The person would not speak to whether there is a specific strategy that the Trump administration is putting together to gauge when it will or will not follow court orders, but they indicated the idea of disregarding those they don’t agree with will remain on the table.

“One person can not dictate our nation’s policies,” the person added, echoing a frequent refrain from Trump allies that suggests no one should have authority to limit his power in any way.

Last month, a Trump adviser who was granted anonymity to speak freely told NBC News that they expected judges to try and thwart Trump’s agenda, which at the time was focused largely on early-administration executive orders.

“The courts can be expected to do this,” a White House official familiar with Trump’s thinking said at the time. “The unfortunate part is the wait time to get it to the superior courts and even to the Supreme Court if necessary.”

“We are careful in drafting the text of executive orders to make the possibility of court challenges being successful, but this is an occupational hazard,” the person added.

Over the weekend, prominent Trump supporters set their focus on Boasberg, the chief judge in U.S. District Court for the District of Columbia, after he ordered the administration to stop this weekend’s deportations.

Boasberg, a lanky former basketball player at Yale who grew up in Washington, took over as chief judge on the court two years ago.

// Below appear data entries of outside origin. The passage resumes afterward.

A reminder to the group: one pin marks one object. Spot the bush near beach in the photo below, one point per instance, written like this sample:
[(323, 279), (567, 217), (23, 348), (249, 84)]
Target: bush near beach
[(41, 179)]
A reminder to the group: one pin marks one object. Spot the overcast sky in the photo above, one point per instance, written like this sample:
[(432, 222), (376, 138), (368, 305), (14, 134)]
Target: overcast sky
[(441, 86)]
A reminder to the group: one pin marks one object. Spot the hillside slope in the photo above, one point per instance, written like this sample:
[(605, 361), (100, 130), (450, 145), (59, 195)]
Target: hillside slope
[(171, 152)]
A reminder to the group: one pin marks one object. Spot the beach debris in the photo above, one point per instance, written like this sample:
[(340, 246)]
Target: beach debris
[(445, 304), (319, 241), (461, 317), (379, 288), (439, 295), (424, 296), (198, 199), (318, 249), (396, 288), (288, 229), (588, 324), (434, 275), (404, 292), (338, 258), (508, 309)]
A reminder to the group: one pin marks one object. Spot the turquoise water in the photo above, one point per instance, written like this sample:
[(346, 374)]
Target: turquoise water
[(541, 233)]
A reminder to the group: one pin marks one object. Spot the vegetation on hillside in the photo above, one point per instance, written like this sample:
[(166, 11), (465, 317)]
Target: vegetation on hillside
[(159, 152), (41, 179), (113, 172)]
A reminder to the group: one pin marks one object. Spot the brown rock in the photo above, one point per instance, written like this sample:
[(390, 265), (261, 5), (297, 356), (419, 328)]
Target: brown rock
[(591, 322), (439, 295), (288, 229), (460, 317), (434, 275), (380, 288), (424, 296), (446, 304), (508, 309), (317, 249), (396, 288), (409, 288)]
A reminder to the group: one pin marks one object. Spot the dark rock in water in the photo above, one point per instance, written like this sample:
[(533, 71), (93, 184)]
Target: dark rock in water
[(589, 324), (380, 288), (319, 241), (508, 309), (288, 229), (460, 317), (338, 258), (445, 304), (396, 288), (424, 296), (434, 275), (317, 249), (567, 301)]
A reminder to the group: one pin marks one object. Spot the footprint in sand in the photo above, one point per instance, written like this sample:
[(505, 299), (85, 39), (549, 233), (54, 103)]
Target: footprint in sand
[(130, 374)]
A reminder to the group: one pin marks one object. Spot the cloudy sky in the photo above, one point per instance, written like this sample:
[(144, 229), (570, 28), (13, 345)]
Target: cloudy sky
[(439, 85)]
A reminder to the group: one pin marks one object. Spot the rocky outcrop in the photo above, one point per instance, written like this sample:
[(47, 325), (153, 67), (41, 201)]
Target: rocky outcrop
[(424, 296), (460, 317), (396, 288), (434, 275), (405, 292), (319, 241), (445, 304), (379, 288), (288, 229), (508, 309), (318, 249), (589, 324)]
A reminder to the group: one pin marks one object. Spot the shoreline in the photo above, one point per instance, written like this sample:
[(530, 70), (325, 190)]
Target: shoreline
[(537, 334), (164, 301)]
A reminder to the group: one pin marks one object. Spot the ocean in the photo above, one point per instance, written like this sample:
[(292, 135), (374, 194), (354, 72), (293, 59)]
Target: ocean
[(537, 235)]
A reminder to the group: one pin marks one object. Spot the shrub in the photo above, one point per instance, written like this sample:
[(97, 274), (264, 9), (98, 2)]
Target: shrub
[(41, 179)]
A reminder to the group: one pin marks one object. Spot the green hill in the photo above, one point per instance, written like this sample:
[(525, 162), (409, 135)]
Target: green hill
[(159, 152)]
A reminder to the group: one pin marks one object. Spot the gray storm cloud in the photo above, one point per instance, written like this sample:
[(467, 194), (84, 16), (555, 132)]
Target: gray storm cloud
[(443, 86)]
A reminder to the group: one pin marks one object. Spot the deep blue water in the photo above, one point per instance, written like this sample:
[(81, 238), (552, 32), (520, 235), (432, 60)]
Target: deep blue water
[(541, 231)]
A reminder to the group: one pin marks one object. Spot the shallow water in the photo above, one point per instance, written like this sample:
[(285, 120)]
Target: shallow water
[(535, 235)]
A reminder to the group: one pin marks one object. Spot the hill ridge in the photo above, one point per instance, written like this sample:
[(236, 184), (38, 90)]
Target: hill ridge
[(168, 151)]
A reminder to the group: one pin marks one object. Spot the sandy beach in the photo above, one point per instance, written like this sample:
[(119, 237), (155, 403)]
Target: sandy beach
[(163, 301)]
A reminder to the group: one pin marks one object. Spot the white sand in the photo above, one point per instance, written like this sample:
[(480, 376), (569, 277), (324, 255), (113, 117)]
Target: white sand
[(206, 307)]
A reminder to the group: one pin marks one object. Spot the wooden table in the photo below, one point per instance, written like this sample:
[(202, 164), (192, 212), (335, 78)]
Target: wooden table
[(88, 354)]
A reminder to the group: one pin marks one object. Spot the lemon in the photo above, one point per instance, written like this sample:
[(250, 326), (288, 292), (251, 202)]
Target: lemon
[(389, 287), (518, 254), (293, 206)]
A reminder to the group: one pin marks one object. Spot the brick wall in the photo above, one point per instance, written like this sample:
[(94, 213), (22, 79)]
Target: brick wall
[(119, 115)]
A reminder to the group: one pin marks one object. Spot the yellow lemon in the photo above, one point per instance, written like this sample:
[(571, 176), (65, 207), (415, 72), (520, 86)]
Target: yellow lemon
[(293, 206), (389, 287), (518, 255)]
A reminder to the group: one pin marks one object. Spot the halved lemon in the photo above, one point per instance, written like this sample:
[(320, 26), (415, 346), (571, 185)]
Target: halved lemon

He was immediately thrust into critical issues surrounding former Special Counsel Jack Smith and the federal grand jury investigating Trump — which ultimately resulted in Trump’s indictment on charges related to his handling of classified materials and his efforts to overturn the 2020 election.

In his position as chief judge, Boasberg is likely well aware of the threats for his colleagues, including Judge Tanya Chutkan, whose home was targeted by a “swatting” attack last year, when she was overseeing Trump’s Jan. 6 case.

Boasberg, like other federal judges in Washington, handled a large number of Jan. 6 cases.

In an official statement on Saturday night, Attorney General Pam Bondi referred to Boasberg as “a DC trial judge” who, she claimed, “supported Tren de Aragua terrorists over the safety of Americans.”

Last week, federal judges took the unusual step of warning in public about government officials targeting judges and suggesting impeachment because of individual court rulings.

“It’s a shame to see people attacking judges simply for doing their level best to do their job,” Judge Jeffrey Sutton, who serves on the Cincinnati-based 6th U.S. Circuit Court of Appeals, told reporters.

Ilya Somin, a professor at George Mason University’s Antonin Scalia Law School, said that Trump’s Saturday decision to ignore Boasberg’s order “seems like more explicit defiance” than the administration’s actions in previous cases.

“If the executive can defy court orders whenever they feel like it, they are essentially not constrained by the Constitution and the laws any more,” he added. “If they defy court orders and get away with it they can basically do things that are illegal and there would be no easy way of stopping them.”